You may remember last year, Jake ordered a cake from a friend of ours named Jenna. She has a wonderful talent for making cakes. You can see some of here cakes at http://www.cakesbyjenna.com/ Jake ordered a birthday cake for me and it was a pot of gold with a rainbow coming out of it. You can see a picture of it here in my collage/slide show to the right ----->
Well, this year is no different. Jake has already put in an order and we have no idea what it will look like, I just know it will be delicious! I can’t wait to see what she comes up with.
Did you know…
The shamrock, which was also called the "seamroy" by the Celts, was a sacred plant in ancient Ireland because it symbolized the rebirth of spring?
Each year, thousands of Irish Americans gather with their loved ones on St. Patrick's Day to share a "traditional" meal of corned beef and cabbage.
Though cabbage has long been an Irish food, corned beef only began to be associated with St. Patrick's Day at the turn of the century.
Irish immigrants living on New York City's Lower East Side substituted corned beef for their traditional dish of Irish bacon to save money. They learned about the cheaper alternative from their Jewish neighbors.
The original Irish name for these figures of folklore is "lobaircin," meaning "small-bodied fellow."
Belief in leprechauns probably stems from Celtic belief in fairies, tiny men and women who could use their magical powers to serve good or evil. In Celtic folktales, leprechauns were cranky souls, responsible for mending the shoes of the other fairies. Though only minor figures in Celtic folklore, leprechauns were known for their trickery, which they often used to protect their much-fabled treasure.
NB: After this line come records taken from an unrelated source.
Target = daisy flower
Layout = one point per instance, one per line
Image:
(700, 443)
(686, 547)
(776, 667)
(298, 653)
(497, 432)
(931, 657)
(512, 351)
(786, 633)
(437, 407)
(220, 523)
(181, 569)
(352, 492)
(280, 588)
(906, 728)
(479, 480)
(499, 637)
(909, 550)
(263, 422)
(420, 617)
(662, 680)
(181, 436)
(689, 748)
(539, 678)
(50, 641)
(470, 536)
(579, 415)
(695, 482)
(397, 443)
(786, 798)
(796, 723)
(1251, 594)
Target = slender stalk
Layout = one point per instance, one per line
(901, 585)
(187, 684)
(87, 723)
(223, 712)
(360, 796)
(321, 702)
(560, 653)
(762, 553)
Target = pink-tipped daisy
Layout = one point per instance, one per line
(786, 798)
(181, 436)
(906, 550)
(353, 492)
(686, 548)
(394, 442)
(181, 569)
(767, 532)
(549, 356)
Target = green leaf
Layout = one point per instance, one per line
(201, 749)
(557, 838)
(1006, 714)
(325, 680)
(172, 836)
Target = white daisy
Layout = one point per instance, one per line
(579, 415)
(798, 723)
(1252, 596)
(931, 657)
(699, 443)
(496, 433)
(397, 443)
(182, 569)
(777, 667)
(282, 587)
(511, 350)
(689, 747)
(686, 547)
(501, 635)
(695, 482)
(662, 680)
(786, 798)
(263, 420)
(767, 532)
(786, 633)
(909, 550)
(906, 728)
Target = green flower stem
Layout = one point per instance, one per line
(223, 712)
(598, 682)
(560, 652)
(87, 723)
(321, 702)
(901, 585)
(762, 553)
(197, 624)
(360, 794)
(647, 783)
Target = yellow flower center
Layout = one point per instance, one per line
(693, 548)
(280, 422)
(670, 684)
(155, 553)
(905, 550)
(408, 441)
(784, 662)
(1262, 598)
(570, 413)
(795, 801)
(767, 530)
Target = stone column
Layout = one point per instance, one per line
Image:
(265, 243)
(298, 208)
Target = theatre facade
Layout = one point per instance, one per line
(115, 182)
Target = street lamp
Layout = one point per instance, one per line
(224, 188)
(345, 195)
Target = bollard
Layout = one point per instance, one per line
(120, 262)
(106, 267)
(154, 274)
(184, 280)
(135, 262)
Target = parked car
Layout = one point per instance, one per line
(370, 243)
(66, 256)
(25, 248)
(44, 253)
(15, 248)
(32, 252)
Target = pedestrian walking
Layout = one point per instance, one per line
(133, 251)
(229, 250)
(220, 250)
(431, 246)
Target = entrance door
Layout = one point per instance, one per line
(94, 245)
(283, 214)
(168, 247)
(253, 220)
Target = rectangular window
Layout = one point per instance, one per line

Leprechauns had nothing to do with St. Patrick or the celebration of St. Patrick's Day, a Catholic holy day. In 1959, Walt Disney released a film called Darby O'Gill & the Little People, which introduced America to a very different sort of leprechaun than the cantankerous little man of Irish folklore. This cheerful, friendly leprechaun is a purely American invention, but has quickly evolved into an easily recognizable symbol of both St. Patrick's Day and Ireland in general.